README: CCL28 Manuscript Source Data File
https://doi.org/10.5061/dryad.59zw3r2j6
Description of the data and file structure
These are source data files for the manuscript: CCL28 modulates neutrophil responses during infection with mucosal pathogens. eLife (2024). Walker, Perez-Lopez, et al.
Data is contained in files in accordance to the respective manuscript figure names. Each file contains data from separate panels in each figure on separate tabs.
The materials and methods and the figure legends contain all information needed for analysis of each data file.
Further description of individual files and tabs:
Files and variables
File: elife_CCL28_Figure1_SourceData.xlsx
Description: File contains data from mice gavaged with streptomycin 24h prior to oral infection with approximately 10^9 CFU S. enterica serovar Typhimurium (STm).
A) At 4 days post-infection (dpi), CCL28 in feces was quantified by ELISA. Data comprise two independent experiments.
B) STm CFU in the fecal content collected 1-3 dpi, and in the cecal content 3 dpi from wild-type (WT) and Ccl28-/- (CCL28-KO) littermate mice.

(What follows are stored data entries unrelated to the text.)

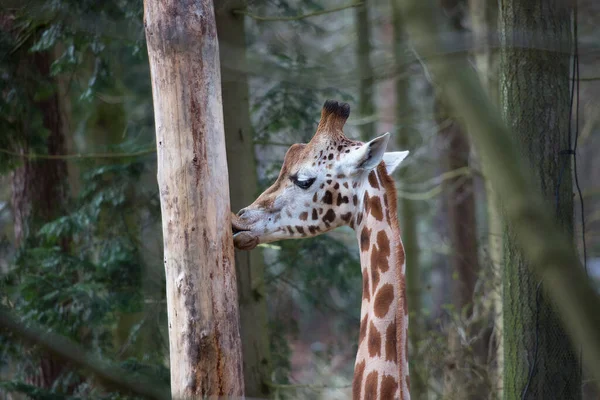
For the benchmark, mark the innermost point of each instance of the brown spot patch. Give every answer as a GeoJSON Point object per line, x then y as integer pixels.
{"type": "Point", "coordinates": [346, 217]}
{"type": "Point", "coordinates": [376, 210]}
{"type": "Point", "coordinates": [378, 261]}
{"type": "Point", "coordinates": [366, 203]}
{"type": "Point", "coordinates": [388, 387]}
{"type": "Point", "coordinates": [390, 343]}
{"type": "Point", "coordinates": [381, 252]}
{"type": "Point", "coordinates": [371, 386]}
{"type": "Point", "coordinates": [402, 288]}
{"type": "Point", "coordinates": [400, 254]}
{"type": "Point", "coordinates": [374, 277]}
{"type": "Point", "coordinates": [366, 288]}
{"type": "Point", "coordinates": [359, 218]}
{"type": "Point", "coordinates": [374, 341]}
{"type": "Point", "coordinates": [329, 216]}
{"type": "Point", "coordinates": [363, 329]}
{"type": "Point", "coordinates": [383, 242]}
{"type": "Point", "coordinates": [342, 199]}
{"type": "Point", "coordinates": [365, 239]}
{"type": "Point", "coordinates": [383, 300]}
{"type": "Point", "coordinates": [359, 371]}
{"type": "Point", "coordinates": [373, 180]}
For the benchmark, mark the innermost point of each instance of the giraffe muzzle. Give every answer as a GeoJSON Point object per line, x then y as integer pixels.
{"type": "Point", "coordinates": [243, 238]}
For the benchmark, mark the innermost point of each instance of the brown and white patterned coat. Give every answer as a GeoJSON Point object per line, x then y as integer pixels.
{"type": "Point", "coordinates": [334, 181]}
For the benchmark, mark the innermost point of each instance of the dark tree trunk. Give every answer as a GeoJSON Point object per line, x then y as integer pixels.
{"type": "Point", "coordinates": [536, 37]}
{"type": "Point", "coordinates": [39, 187]}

C) STm CFU recovered from the Peyer’s patches, mesenteric lymph nodes, spleen, bone marrow, and blood at 3 dpi. Data comprise eight independent experiments.
E) Frequency of neutrophils in the live CD45+ cells obtained from the gut mucosa of WT or CCL28-KO mice. Naive mouse data shown comprise four independent experiments; 2 dpi data comprise four independent experiments; 3 dpi data comprise eight independent experiments.

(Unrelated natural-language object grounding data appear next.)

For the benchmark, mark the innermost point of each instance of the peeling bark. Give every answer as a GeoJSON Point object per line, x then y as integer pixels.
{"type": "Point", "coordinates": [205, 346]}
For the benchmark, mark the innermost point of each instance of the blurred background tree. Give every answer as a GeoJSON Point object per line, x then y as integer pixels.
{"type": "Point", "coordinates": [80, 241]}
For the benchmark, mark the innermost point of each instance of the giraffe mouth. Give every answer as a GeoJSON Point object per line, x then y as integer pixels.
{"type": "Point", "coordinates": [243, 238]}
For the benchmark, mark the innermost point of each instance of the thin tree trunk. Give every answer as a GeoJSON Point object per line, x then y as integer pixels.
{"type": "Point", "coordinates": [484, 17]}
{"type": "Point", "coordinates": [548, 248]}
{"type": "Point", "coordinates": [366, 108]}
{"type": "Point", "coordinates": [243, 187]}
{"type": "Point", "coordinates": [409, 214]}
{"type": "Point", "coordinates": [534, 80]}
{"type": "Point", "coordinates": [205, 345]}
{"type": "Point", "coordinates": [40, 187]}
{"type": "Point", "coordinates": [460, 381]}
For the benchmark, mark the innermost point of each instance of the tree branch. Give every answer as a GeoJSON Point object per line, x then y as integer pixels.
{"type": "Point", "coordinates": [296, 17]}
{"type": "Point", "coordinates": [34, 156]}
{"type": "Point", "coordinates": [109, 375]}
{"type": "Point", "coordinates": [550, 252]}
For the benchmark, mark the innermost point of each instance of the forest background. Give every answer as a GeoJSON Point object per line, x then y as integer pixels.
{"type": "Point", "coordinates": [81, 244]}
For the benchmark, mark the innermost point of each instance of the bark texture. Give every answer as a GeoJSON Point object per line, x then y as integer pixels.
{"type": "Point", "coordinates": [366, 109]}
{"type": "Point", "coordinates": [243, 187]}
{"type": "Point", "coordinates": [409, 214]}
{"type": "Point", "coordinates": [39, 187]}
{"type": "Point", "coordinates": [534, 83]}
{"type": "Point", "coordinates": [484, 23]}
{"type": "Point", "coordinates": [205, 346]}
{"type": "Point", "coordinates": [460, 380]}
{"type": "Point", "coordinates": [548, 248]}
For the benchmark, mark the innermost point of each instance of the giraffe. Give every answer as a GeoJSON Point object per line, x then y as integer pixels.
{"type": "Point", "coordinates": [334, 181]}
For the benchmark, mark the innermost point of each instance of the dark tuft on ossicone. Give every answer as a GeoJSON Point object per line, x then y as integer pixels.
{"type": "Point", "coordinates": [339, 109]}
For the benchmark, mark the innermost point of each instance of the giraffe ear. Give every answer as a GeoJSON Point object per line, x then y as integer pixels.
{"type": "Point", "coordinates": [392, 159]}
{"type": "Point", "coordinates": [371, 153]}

F) Relative expression levels (qPCR) of Cxcl1, Tnfa, Ifng, Csf3, Il1b, and Il17a in the cecal tissue of WT or CCL28-KO mice 3 days post-STm infection, relative to uninfected control mice. Data comprise four independent experiments.
G) Sum histopathological analysis scores of the cecum collected from STm-infected WT or CCL28-KO mice, 3 dpi.
H) Cecal histopathology scores showing the individual analyzed parameter scores of each mouse.
File: 3dpi-STm_WT_Cecum_H_E_100x.png
Description: Source image for Figure 1I of representative WT cecal sections stained with H&E, 200X magnification.
File: 3_dpi-STm_CCL28-KO_Cecum_H_E_100x.png
Description: Source image for Figure 1I of representative CCL28-KO cecal sections stained with H&E, 200X magnification.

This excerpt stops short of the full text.